L'économie mondiale fait preuve d'une résilience supérieure aux attentes, avec une croissance du PIB attendue en légère amélioration pour 2026 par rapport aux prévisions de juin dernier, a déclaré mardi la Banque mondiale, tout en avertissant que la croissance reste trop concentrée dans les pays avancés et insuffisante pour réduire l'extrême pauvreté.

Le rapport semestriel « Perspectives économiques mondiales » de la Banque mondiale indique que la croissance de la production mondiale ralentira légèrement à 2,6 % cette année, après 2,7 % en 2025, avant de remonter à 2,7 % en 2027.

La prévision de croissance du PIB pour 2026 est relevée de deux dixièmes de point par rapport aux dernières prévisions publiées en juin, tandis que la croissance de 2025 dépassera la prévision précédente de quatre dixièmes de point.

La Banque mondiale précise qu'environ deux tiers de cette révision à la hausse s'expliquent par une croissance américaine meilleure que prévu, malgré les perturbations commerciales liées aux droits de douane. Elle anticipe une croissance du PIB des États-Unis de 2,2 % en 2026, contre 2,1 % en 2025 : soit une hausse de deux dixièmes et d'un demi-point de pourcentage par rapport aux prévisions de juin, respectivement.

Après un afflux d'importations pour anticiper les droits de douane dès début 2025, qui a freiné la croissance américaine cette année-là, des incitations fiscales plus importantes soutiendront la croissance en 2026, compensées toutefois par l'impact négatif des droits de douane sur l'investissement et la consommation, selon la Banque mondiale.

Mais si ces prévisions se confirment, les années 2020 s'annoncent comme la décennie la plus faible pour la croissance mondiale depuis les années 1960, un rythme insuffisant pour éviter la stagnation et le chômage dans les pays émergents et en développement, souligne l'institution.

« À mesure que les années passent, l'économie mondiale semble de moins en moins capable de générer de la croissance, tout en se montrant de plus en plus résiliente face à l'incertitude politique », a déclaré Indermit Gill, économiste en chef de la Banque mondiale, dans un communiqué. « Mais la dynamique économique et la résilience ne peuvent diverger longtemps sans fragiliser les finances publiques et les marchés du crédit. »

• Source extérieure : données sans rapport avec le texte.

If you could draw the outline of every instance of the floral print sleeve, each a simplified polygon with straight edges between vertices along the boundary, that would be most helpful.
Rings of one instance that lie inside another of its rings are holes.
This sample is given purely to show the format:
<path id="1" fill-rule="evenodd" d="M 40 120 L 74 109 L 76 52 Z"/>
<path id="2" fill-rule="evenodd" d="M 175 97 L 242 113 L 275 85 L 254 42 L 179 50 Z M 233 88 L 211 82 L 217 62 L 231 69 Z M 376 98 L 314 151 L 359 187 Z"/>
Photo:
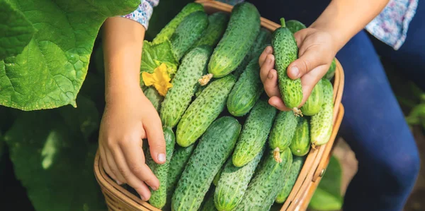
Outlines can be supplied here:
<path id="1" fill-rule="evenodd" d="M 132 13 L 122 16 L 142 24 L 146 30 L 149 26 L 149 20 L 154 11 L 154 7 L 157 6 L 159 0 L 141 0 L 137 8 Z"/>

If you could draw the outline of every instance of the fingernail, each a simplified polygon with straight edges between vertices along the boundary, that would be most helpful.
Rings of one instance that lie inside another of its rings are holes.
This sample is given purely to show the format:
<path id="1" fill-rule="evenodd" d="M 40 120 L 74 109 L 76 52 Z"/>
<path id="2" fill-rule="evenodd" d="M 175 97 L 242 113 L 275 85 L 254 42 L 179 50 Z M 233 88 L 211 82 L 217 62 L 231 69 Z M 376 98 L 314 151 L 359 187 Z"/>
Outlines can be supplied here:
<path id="1" fill-rule="evenodd" d="M 300 70 L 298 70 L 298 68 L 296 66 L 293 66 L 290 68 L 290 71 L 293 73 L 293 75 L 295 76 L 296 77 L 298 76 L 298 74 L 300 73 Z"/>
<path id="2" fill-rule="evenodd" d="M 159 161 L 160 162 L 165 162 L 165 154 L 161 153 L 161 154 L 158 155 L 158 161 Z"/>

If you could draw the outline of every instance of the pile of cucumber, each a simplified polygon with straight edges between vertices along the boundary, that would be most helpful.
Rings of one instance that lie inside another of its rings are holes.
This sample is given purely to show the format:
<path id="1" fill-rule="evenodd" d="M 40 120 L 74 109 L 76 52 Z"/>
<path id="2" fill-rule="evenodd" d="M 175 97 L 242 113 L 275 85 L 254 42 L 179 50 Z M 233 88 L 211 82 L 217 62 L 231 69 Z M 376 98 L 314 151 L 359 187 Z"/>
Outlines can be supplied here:
<path id="1" fill-rule="evenodd" d="M 329 140 L 334 63 L 298 110 L 301 83 L 288 77 L 286 68 L 298 56 L 293 33 L 305 26 L 281 22 L 274 32 L 261 28 L 259 11 L 247 2 L 230 15 L 209 16 L 191 3 L 153 40 L 169 41 L 180 64 L 164 97 L 147 96 L 158 109 L 167 147 L 164 164 L 147 157 L 161 183 L 152 191 L 152 205 L 269 210 L 285 202 L 312 147 Z M 283 100 L 293 111 L 267 102 L 258 61 L 268 45 Z"/>

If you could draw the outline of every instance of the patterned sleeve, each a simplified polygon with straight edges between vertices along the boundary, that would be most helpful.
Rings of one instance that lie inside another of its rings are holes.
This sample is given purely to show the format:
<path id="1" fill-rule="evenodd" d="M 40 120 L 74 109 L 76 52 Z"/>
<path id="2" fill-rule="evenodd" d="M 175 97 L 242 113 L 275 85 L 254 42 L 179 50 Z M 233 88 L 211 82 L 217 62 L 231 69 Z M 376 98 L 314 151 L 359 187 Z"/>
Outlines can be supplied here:
<path id="1" fill-rule="evenodd" d="M 154 7 L 157 6 L 159 0 L 140 0 L 140 4 L 132 13 L 121 17 L 127 18 L 142 24 L 146 30 L 149 26 L 149 20 L 152 16 Z"/>

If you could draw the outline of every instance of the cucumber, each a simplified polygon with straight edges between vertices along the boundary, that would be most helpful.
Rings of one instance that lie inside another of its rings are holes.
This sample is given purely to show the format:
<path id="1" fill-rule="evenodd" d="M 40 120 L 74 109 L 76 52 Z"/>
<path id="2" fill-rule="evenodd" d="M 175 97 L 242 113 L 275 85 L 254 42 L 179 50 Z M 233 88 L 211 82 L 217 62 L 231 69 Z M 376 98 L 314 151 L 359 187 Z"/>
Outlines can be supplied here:
<path id="1" fill-rule="evenodd" d="M 184 18 L 170 38 L 173 54 L 177 61 L 200 38 L 208 25 L 208 16 L 204 11 L 196 11 Z"/>
<path id="2" fill-rule="evenodd" d="M 308 153 L 310 147 L 310 124 L 307 119 L 300 117 L 289 148 L 293 155 L 304 156 Z"/>
<path id="3" fill-rule="evenodd" d="M 234 148 L 241 128 L 231 116 L 220 117 L 211 123 L 177 183 L 171 200 L 173 210 L 199 208 L 214 176 Z"/>
<path id="4" fill-rule="evenodd" d="M 166 161 L 164 164 L 159 164 L 156 163 L 150 155 L 150 151 L 147 150 L 146 163 L 151 169 L 154 174 L 159 180 L 159 188 L 157 191 L 151 191 L 151 198 L 149 200 L 151 205 L 161 209 L 165 205 L 166 200 L 166 183 L 168 172 L 169 169 L 170 159 L 173 155 L 174 145 L 176 145 L 176 137 L 173 130 L 168 127 L 163 127 L 164 138 L 166 149 Z"/>
<path id="5" fill-rule="evenodd" d="M 280 22 L 282 27 L 273 32 L 271 40 L 278 87 L 286 107 L 298 115 L 301 114 L 298 106 L 302 100 L 301 80 L 292 80 L 287 73 L 288 66 L 298 58 L 298 47 L 293 34 L 285 25 L 285 19 L 280 18 Z"/>
<path id="6" fill-rule="evenodd" d="M 223 36 L 228 22 L 229 16 L 224 12 L 217 12 L 209 16 L 208 27 L 194 46 L 205 44 L 212 48 L 215 47 Z"/>
<path id="7" fill-rule="evenodd" d="M 234 166 L 230 159 L 227 161 L 214 193 L 214 202 L 218 210 L 234 210 L 244 197 L 265 148 L 263 147 L 260 153 L 242 167 Z"/>
<path id="8" fill-rule="evenodd" d="M 275 200 L 276 203 L 281 204 L 286 200 L 297 181 L 297 179 L 298 179 L 298 175 L 300 175 L 300 172 L 301 171 L 301 169 L 302 169 L 305 161 L 305 157 L 293 157 L 293 164 L 289 172 L 288 172 L 283 180 L 285 183 L 283 185 L 283 188 L 282 188 L 282 191 L 280 191 L 276 197 L 276 200 Z"/>
<path id="9" fill-rule="evenodd" d="M 254 106 L 244 123 L 232 156 L 235 167 L 243 167 L 260 153 L 270 133 L 276 111 L 275 107 L 261 99 Z"/>
<path id="10" fill-rule="evenodd" d="M 239 78 L 242 72 L 245 70 L 245 68 L 249 63 L 249 61 L 254 57 L 259 57 L 266 47 L 271 42 L 271 33 L 268 29 L 261 28 L 260 32 L 255 39 L 255 42 L 252 44 L 251 49 L 246 54 L 244 60 L 237 66 L 236 70 L 232 73 L 233 76 Z"/>
<path id="11" fill-rule="evenodd" d="M 207 72 L 207 64 L 212 49 L 200 46 L 191 49 L 181 61 L 173 79 L 173 87 L 165 95 L 161 108 L 162 124 L 174 128 L 192 101 L 199 87 L 198 80 Z"/>
<path id="12" fill-rule="evenodd" d="M 260 13 L 251 3 L 236 4 L 222 38 L 208 64 L 208 73 L 223 77 L 240 64 L 260 30 Z"/>
<path id="13" fill-rule="evenodd" d="M 285 178 L 293 162 L 289 149 L 266 156 L 249 183 L 245 195 L 235 210 L 268 211 L 283 188 Z M 277 156 L 280 155 L 280 156 Z"/>
<path id="14" fill-rule="evenodd" d="M 334 124 L 334 88 L 328 80 L 322 79 L 322 83 L 323 104 L 320 111 L 310 119 L 310 142 L 313 147 L 329 140 Z"/>
<path id="15" fill-rule="evenodd" d="M 161 96 L 155 88 L 152 86 L 147 88 L 143 91 L 143 93 L 144 94 L 144 96 L 147 97 L 149 101 L 151 102 L 157 111 L 159 112 L 161 109 L 161 103 L 164 100 L 164 97 Z"/>
<path id="16" fill-rule="evenodd" d="M 289 20 L 285 23 L 286 27 L 290 30 L 293 34 L 295 34 L 296 32 L 306 28 L 305 25 L 304 23 L 297 20 Z"/>
<path id="17" fill-rule="evenodd" d="M 161 30 L 159 33 L 158 33 L 152 40 L 152 43 L 158 44 L 164 42 L 166 40 L 169 40 L 174 33 L 176 28 L 177 28 L 184 18 L 193 12 L 203 11 L 203 6 L 200 4 L 188 4 L 164 28 L 162 28 L 162 30 Z"/>
<path id="18" fill-rule="evenodd" d="M 289 147 L 295 133 L 298 118 L 293 111 L 279 111 L 270 132 L 268 145 L 271 149 L 278 147 L 283 152 Z"/>
<path id="19" fill-rule="evenodd" d="M 164 207 L 171 207 L 171 198 L 173 193 L 174 193 L 176 185 L 177 185 L 180 176 L 181 176 L 181 173 L 183 173 L 196 147 L 196 144 L 191 145 L 187 147 L 182 147 L 178 145 L 176 145 L 174 152 L 173 152 L 173 157 L 171 157 L 169 167 L 166 183 L 166 202 Z"/>
<path id="20" fill-rule="evenodd" d="M 230 75 L 211 82 L 189 105 L 177 125 L 177 143 L 187 147 L 196 141 L 225 108 L 227 95 L 234 85 Z"/>
<path id="21" fill-rule="evenodd" d="M 323 84 L 322 80 L 319 80 L 312 93 L 301 107 L 302 115 L 313 116 L 320 111 L 323 104 Z"/>
<path id="22" fill-rule="evenodd" d="M 259 57 L 254 57 L 232 89 L 227 98 L 227 110 L 234 116 L 246 114 L 264 92 Z"/>
<path id="23" fill-rule="evenodd" d="M 324 78 L 327 80 L 332 79 L 332 78 L 334 78 L 334 76 L 335 76 L 335 70 L 336 69 L 336 61 L 335 58 L 334 58 L 334 59 L 332 59 L 332 63 L 331 63 L 331 66 L 329 66 L 329 69 L 328 70 L 328 71 L 326 73 L 326 74 L 324 75 L 324 76 L 323 78 Z"/>

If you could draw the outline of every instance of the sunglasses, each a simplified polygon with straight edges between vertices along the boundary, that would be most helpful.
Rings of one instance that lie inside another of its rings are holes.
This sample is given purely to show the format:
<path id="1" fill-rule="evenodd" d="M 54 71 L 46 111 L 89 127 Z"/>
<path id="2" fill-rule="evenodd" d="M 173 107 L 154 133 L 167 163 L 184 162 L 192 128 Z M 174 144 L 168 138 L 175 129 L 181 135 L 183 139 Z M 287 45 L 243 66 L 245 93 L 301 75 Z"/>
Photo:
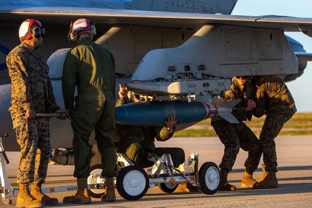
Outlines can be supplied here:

Gill a ajouté que le PIB mondial par habitant en 2025 serait supérieur de 10 % à celui de la veille de la pandémie de COVID-19, soit la reprise la plus rapide après une grande crise depuis 60 ans. Mais il a souligné que de nombreux pays en développement restent à la traîne, un quart d'entre eux affichant un revenu par habitant inférieur à celui de 2019, en particulier les plus pauvres.

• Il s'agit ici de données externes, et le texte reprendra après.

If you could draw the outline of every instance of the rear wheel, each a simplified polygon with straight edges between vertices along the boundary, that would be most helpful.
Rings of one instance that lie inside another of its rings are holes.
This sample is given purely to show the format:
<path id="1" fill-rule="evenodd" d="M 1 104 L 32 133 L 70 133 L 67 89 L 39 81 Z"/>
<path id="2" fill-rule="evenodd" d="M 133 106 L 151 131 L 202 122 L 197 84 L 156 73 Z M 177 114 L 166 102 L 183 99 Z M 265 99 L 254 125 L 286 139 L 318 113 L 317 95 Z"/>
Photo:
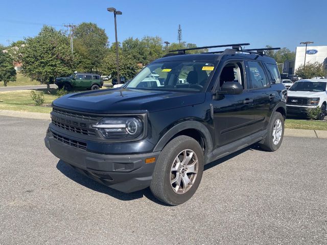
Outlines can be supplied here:
<path id="1" fill-rule="evenodd" d="M 277 111 L 272 115 L 264 143 L 259 144 L 266 151 L 274 152 L 282 144 L 284 135 L 284 118 Z"/>
<path id="2" fill-rule="evenodd" d="M 171 205 L 190 199 L 202 178 L 203 153 L 193 138 L 182 135 L 161 151 L 152 175 L 150 188 L 159 200 Z"/>
<path id="3" fill-rule="evenodd" d="M 323 104 L 320 108 L 321 112 L 319 115 L 318 118 L 319 120 L 323 120 L 323 118 L 326 116 L 326 105 Z"/>
<path id="4" fill-rule="evenodd" d="M 91 86 L 91 90 L 97 90 L 100 88 L 100 86 L 98 84 L 94 84 Z"/>

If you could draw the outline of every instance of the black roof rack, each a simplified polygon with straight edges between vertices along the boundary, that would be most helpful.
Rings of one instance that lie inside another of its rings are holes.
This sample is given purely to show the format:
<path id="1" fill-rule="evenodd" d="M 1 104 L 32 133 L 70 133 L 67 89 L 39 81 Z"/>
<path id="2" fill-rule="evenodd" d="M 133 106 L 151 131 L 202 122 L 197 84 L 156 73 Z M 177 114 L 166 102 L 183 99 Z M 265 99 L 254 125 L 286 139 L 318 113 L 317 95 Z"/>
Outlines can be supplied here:
<path id="1" fill-rule="evenodd" d="M 185 51 L 188 51 L 189 50 L 203 50 L 204 48 L 212 48 L 214 47 L 232 47 L 232 49 L 233 50 L 238 50 L 241 51 L 242 49 L 241 46 L 245 46 L 247 45 L 250 45 L 250 43 L 233 43 L 231 44 L 215 45 L 213 46 L 204 46 L 203 47 L 191 47 L 190 48 L 182 48 L 181 50 L 171 50 L 169 51 L 169 52 L 170 53 L 178 52 L 179 54 L 184 55 L 185 54 Z"/>
<path id="2" fill-rule="evenodd" d="M 256 53 L 260 55 L 265 55 L 265 51 L 267 50 L 280 50 L 280 47 L 264 47 L 263 48 L 250 48 L 250 49 L 246 49 L 242 50 L 243 52 L 249 52 L 249 51 L 255 51 L 255 53 Z"/>
<path id="3" fill-rule="evenodd" d="M 256 55 L 265 55 L 265 51 L 267 50 L 279 50 L 280 47 L 266 47 L 263 48 L 247 48 L 246 50 L 239 50 L 237 49 L 235 51 L 239 51 L 240 52 L 246 52 L 250 54 L 255 54 Z M 206 52 L 202 54 L 220 54 L 223 53 L 224 51 L 213 51 L 212 52 Z"/>

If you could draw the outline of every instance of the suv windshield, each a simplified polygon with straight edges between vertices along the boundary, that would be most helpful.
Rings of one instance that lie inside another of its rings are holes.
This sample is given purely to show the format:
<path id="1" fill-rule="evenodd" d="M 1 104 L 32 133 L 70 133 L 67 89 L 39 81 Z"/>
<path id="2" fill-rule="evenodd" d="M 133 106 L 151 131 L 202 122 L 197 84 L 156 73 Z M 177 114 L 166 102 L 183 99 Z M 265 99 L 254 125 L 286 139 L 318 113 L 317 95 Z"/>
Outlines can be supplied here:
<path id="1" fill-rule="evenodd" d="M 150 64 L 125 88 L 199 92 L 207 84 L 215 65 L 196 61 Z"/>
<path id="2" fill-rule="evenodd" d="M 289 89 L 290 91 L 311 91 L 315 92 L 326 90 L 327 83 L 323 82 L 295 82 Z"/>

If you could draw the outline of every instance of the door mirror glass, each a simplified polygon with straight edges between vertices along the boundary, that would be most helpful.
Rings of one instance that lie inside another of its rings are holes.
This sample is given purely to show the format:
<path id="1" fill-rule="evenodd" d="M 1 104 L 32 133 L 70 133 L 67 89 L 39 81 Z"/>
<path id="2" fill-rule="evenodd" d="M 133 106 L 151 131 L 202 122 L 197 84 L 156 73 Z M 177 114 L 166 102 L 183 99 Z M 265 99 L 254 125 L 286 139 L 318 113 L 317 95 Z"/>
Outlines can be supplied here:
<path id="1" fill-rule="evenodd" d="M 220 88 L 221 91 L 227 94 L 240 94 L 243 91 L 243 87 L 237 82 L 225 82 Z"/>

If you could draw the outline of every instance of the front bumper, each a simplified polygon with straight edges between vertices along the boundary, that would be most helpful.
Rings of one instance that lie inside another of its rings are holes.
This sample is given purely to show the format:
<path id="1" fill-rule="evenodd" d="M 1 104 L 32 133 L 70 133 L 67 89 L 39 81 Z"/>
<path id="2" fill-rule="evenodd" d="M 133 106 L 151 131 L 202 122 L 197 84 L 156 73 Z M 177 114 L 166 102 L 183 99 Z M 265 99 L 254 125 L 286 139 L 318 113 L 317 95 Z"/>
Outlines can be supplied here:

RALENTISSEMENT ATTENDU DE LA CROISSANCE ÉCONOMIQUE EN CHINE

La croissance dans les économies de marché émergentes et en développement ralentira à 4,0 % en 2026 contre 4,2 % en 2025, soit une hausse de deux dixièmes et trois dixièmes de point par rapport aux prévisions de juin, respectivement. Mais hors Chine, le taux de croissance de ce groupe pour 2026 restera à 3,7 %, inchangé par rapport à 2025, selon la Banque mondiale.

La croissance de la Chine ralentira à 4,4 % en 2026 contre 4,9 %, mais ces deux prévisions sont relevées de quatre dixièmes de point par rapport à juin, grâce à un soutien budgétaire et à l'augmentation des exportations vers des marchés autres que les États-Unis.

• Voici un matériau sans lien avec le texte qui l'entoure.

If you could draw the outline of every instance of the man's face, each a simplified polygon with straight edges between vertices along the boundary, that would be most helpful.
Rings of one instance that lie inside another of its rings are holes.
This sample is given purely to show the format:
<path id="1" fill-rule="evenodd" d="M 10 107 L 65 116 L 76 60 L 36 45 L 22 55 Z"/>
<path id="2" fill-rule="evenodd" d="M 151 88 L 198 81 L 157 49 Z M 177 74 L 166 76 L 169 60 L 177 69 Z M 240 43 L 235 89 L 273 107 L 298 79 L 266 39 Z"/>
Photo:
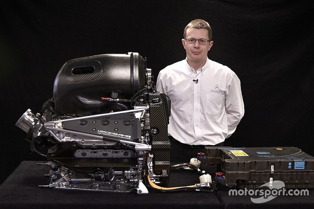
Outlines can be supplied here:
<path id="1" fill-rule="evenodd" d="M 189 28 L 187 30 L 186 39 L 206 39 L 208 40 L 208 32 L 204 28 Z M 200 44 L 198 41 L 194 44 L 188 44 L 182 39 L 182 44 L 187 51 L 188 62 L 199 62 L 206 61 L 207 52 L 213 45 L 213 41 L 208 41 L 207 44 Z"/>

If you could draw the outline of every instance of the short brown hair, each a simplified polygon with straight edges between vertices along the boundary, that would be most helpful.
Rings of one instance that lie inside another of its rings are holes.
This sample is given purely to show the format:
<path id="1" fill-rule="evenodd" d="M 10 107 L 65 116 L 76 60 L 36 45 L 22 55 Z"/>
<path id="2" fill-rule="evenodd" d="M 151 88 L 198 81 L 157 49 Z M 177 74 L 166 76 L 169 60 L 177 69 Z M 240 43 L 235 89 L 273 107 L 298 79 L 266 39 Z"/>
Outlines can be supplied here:
<path id="1" fill-rule="evenodd" d="M 198 19 L 192 20 L 184 29 L 184 32 L 183 34 L 183 37 L 185 38 L 185 36 L 187 34 L 187 30 L 189 28 L 194 28 L 200 29 L 204 28 L 208 31 L 208 39 L 210 41 L 212 40 L 213 34 L 212 33 L 212 29 L 209 26 L 208 23 L 205 20 Z"/>

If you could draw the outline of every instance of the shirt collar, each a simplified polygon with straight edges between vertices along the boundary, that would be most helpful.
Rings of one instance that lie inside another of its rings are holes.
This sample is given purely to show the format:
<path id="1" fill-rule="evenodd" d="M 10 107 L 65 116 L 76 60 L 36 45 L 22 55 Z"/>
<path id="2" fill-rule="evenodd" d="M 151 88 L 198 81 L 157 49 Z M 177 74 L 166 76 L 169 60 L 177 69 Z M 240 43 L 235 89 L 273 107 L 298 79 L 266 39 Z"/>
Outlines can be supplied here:
<path id="1" fill-rule="evenodd" d="M 185 62 L 187 65 L 187 70 L 188 73 L 189 75 L 191 75 L 192 74 L 192 71 L 194 71 L 195 72 L 194 69 L 193 68 L 191 67 L 189 64 L 187 63 L 187 58 L 185 58 Z M 204 66 L 201 67 L 200 69 L 201 69 L 201 73 L 202 74 L 202 76 L 203 76 L 205 74 L 205 72 L 207 71 L 207 69 L 208 69 L 208 67 L 209 66 L 209 59 L 208 59 L 207 57 L 207 59 L 206 60 L 206 62 L 205 63 L 205 64 L 204 65 Z"/>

La croissance dans la zone euro devrait ralentir à 0,9 % en 2026 contre 1,4 % en 2025, en raison de l'impact des droits de douane américains, mais rebondir à 1,2 % en 2027 sous l'effet de la hausse des dépenses de défense européennes, indique la Banque mondiale.

Les perspectives pour le Japon sont similaires en 2026, avec un ralentissement de la croissance à 0,8 % après une progression de 1,3 % en 2025, année soutenue par l'anticipation des exportations vers les États-Unis pour devancer les droits de douane imposés par le président Donald Trump. Mais la faiblesse de la consommation et de l'investissement au Japon maintiendra la croissance du PIB à 0,8 % en 2027, selon la Banque mondiale.